As part of his work to improve Boeing’s (BA) quality culture, Ortberg said upper management needs to be more engaged with its sprawling operations. Management needs to be “on the factory floors, in the back shops and in our engineering labs,” he said.
Before joining Boeing (BA), Ortberg had retired after stepping down from what’s now known as RTX (RTX), formerly Raytheon Technologies. He spent most of his career at aviation supplier Rockwell Collins and became CEO in 2013. Rival United Technologies acquired Rockwell Collins in 2018
Boeing (BA) has moved its headquarters twice since 2001, each time locating further away from its roots in the Pacific Northwest. Executives including former CEO Dave Calhoun, the former human-resources head and the current chief financial officer lived in states outside its current headquarters in Arlington, Virginia.
Ortberg said Boeing (BA) must focus on a quality-improvement plan required by federal aviation authorities after the midflight incident on an Alaska Airlines flight in January. Investigators determined that Boeing (BA) workers didn’t properly secure a door plug used in place of an emergency exit before the plane left the factory.

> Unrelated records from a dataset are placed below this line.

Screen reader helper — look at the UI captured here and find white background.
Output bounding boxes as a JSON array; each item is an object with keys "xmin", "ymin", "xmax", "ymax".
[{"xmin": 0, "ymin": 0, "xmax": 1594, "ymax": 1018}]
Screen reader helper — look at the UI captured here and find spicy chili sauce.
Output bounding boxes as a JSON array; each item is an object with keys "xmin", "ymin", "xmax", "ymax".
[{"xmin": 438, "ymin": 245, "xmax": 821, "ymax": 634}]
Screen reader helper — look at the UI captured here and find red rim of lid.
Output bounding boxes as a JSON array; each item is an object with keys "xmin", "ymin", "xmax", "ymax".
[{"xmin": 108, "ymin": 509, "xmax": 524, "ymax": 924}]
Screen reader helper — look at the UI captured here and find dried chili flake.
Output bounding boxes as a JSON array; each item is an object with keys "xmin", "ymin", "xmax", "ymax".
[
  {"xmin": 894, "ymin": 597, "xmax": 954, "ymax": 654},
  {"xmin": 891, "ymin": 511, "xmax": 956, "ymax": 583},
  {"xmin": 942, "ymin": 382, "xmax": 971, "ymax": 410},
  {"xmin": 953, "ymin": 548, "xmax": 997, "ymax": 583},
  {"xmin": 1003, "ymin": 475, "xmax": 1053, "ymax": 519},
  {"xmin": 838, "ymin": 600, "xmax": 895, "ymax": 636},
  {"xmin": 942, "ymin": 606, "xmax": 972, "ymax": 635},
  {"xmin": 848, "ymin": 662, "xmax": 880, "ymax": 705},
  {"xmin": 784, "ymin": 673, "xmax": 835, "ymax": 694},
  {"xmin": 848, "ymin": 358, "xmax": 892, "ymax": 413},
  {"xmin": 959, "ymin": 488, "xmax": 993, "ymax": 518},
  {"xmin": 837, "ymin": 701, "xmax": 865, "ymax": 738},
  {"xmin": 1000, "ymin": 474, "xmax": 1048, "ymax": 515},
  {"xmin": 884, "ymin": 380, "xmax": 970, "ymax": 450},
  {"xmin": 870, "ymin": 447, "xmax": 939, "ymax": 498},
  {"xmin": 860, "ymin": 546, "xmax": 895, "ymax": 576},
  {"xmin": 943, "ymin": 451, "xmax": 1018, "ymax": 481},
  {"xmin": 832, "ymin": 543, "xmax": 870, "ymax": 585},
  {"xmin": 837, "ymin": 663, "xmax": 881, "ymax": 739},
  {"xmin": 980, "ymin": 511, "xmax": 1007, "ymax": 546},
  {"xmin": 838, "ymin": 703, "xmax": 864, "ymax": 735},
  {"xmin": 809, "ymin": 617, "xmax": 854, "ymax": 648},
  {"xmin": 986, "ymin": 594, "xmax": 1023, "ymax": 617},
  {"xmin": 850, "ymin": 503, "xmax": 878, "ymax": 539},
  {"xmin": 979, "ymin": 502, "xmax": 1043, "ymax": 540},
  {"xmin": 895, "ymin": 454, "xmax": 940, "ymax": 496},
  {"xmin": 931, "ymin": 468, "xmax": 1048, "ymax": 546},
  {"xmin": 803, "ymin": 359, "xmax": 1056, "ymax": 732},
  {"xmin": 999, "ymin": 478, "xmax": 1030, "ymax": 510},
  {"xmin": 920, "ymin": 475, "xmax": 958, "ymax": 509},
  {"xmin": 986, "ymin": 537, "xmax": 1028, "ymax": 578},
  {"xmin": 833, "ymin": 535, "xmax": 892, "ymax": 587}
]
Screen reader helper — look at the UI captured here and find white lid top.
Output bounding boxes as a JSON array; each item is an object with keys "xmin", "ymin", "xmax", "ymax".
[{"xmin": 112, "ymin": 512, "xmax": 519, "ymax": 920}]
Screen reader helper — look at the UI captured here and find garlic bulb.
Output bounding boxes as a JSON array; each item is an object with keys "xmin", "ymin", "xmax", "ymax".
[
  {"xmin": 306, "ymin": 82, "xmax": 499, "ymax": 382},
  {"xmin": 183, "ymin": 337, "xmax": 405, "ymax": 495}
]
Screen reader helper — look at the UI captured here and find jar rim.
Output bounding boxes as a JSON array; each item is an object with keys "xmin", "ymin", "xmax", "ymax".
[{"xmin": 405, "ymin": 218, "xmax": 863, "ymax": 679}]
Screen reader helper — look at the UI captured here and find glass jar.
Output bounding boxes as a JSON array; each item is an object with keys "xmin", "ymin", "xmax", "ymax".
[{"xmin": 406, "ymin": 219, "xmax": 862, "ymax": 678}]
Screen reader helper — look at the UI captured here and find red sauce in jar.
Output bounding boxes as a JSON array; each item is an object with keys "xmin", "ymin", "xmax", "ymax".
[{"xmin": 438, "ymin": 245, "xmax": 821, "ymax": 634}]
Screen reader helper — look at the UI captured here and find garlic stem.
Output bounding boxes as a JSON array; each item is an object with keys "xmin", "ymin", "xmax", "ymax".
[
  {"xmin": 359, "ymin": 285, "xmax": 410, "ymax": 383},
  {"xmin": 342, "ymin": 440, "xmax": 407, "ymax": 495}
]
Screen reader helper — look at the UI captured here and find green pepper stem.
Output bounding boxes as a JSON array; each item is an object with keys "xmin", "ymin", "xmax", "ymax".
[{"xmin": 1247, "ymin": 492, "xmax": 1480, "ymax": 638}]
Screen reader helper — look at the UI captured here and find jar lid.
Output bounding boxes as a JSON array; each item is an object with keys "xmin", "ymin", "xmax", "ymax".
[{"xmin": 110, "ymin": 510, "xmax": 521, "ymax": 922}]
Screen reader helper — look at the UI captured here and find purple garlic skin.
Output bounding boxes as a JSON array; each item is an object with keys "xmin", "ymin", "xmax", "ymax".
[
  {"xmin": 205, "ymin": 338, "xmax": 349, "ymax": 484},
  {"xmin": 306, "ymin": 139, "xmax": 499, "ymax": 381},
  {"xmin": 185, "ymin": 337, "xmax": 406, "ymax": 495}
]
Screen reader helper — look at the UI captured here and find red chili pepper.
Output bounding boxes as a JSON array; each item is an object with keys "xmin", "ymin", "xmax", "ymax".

Boeing (BA) also is grappling with delays on new planes including two new variants of the 737 Max, the 777X and key defense programs. Its last new plane model was the 787 Dreamliner in 2009.
“We have to be better at understanding and managing the risks on these projects more proactively,” Ortberg said. “This includes disciplined program and risk management in all phases of the project, including the bid phase.”